Dorian: If you could wish for the most perfect story to drop into your email box today, what would it be like?
T.S.: This is a tough question, because my tastes are so eclectic and I love to mix it up, but…it would probably be beautifully lyrically written (in the vein of Laini Taylor) or voice-y as hell (a la Hillary Monahan). It would have the page-turning quality of a Percy Jackson novel and a plot concept that instantly grabs you (two of my JIMMY acquisitions, Daughter of Sparta by Claire M. Andrews and Burn It All Down by Nicolas DiDomizio, are great examples of that). And if it’s queer as hell and/or features some sort of under-represented voice, even better!
Dorian: Can you tell us about a special interest, hobby, or obsession that you have that isn’t mentioned in your bio.
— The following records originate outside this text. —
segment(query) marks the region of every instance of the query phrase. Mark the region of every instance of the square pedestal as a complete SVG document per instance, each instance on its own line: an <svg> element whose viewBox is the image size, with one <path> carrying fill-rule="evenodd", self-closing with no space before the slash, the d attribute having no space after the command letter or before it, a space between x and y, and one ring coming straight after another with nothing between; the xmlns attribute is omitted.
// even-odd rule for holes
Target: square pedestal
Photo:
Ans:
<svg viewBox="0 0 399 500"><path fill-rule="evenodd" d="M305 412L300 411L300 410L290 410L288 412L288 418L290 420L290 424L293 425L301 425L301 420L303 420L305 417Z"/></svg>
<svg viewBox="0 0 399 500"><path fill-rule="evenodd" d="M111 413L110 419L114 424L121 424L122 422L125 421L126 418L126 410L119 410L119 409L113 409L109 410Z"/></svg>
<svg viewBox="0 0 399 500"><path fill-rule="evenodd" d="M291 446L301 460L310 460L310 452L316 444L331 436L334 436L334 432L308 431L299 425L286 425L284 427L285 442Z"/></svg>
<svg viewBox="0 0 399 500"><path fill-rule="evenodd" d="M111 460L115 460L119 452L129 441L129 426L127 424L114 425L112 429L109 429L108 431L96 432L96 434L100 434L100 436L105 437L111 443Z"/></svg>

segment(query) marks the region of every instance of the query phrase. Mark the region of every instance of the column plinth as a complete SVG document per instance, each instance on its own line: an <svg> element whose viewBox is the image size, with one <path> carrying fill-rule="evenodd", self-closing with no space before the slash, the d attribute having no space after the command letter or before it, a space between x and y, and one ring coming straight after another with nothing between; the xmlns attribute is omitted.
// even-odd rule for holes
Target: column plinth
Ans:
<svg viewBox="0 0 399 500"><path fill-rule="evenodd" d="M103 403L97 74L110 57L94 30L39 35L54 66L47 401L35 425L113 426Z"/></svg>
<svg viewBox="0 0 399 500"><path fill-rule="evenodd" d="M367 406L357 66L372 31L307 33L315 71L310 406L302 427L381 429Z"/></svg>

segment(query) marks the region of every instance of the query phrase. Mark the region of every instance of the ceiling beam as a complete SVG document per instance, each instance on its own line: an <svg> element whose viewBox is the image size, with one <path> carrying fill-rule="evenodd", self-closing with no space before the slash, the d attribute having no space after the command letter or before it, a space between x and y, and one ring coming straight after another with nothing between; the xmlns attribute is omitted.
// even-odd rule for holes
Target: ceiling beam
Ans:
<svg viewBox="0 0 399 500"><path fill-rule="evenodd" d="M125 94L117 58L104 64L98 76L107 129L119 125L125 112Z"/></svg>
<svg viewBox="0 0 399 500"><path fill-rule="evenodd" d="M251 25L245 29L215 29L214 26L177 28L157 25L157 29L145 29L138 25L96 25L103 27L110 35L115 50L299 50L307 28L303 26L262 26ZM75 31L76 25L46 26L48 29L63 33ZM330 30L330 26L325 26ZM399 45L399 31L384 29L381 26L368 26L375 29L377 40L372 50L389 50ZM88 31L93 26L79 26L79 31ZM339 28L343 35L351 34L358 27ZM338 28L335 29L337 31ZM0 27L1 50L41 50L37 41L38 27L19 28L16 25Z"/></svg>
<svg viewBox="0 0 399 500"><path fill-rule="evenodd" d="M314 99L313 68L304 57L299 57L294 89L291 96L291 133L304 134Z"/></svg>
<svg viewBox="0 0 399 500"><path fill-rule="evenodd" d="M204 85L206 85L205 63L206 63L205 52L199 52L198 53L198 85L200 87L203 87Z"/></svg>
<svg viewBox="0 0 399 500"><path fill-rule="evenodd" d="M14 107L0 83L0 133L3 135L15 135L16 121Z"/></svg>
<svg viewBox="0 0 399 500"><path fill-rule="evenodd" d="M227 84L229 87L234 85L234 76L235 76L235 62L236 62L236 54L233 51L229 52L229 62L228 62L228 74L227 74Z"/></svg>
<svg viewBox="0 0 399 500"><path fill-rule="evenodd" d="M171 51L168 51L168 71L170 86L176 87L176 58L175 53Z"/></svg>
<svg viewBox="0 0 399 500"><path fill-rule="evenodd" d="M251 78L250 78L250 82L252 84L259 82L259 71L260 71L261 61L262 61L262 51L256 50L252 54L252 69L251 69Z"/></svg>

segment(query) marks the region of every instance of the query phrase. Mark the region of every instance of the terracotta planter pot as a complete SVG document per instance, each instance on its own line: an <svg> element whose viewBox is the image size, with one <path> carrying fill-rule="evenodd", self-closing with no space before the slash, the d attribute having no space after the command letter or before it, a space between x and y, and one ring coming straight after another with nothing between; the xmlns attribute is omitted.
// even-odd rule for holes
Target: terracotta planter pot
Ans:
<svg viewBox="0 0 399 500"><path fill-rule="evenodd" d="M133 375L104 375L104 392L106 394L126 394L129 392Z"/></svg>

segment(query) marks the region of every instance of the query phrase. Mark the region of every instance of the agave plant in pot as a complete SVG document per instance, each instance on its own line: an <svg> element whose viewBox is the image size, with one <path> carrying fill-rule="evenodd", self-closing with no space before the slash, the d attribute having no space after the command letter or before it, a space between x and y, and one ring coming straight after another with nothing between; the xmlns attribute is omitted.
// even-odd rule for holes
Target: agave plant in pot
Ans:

T.S.: I love and miss karaoke! That’s probably my most exciting special interest. I have a regular crew that would try to meet once a month, and we’ve been doing digital karaoke since we all started quarantining. But I can’t wait for the day when we’re able to meet up in person and sing duets again!
Also, see above, re: my ridiculous television addiction. Between books and TV, I’m obsessed with shoving stories into my brain.
Getting in Touch
Dorian: How can readers follow you on social media, and how can writers query you?
T.S.: I keep most of my social media pretty locked down and private, but readers can always find me on Twitter at @TeeEss, where I’m often posting ridiculous things that make me (and no one else) laugh. And they can query me at https://querymanager.com/query/TSFerguson.
Dorian: Thanks so much for being with us and best of luck in your new position!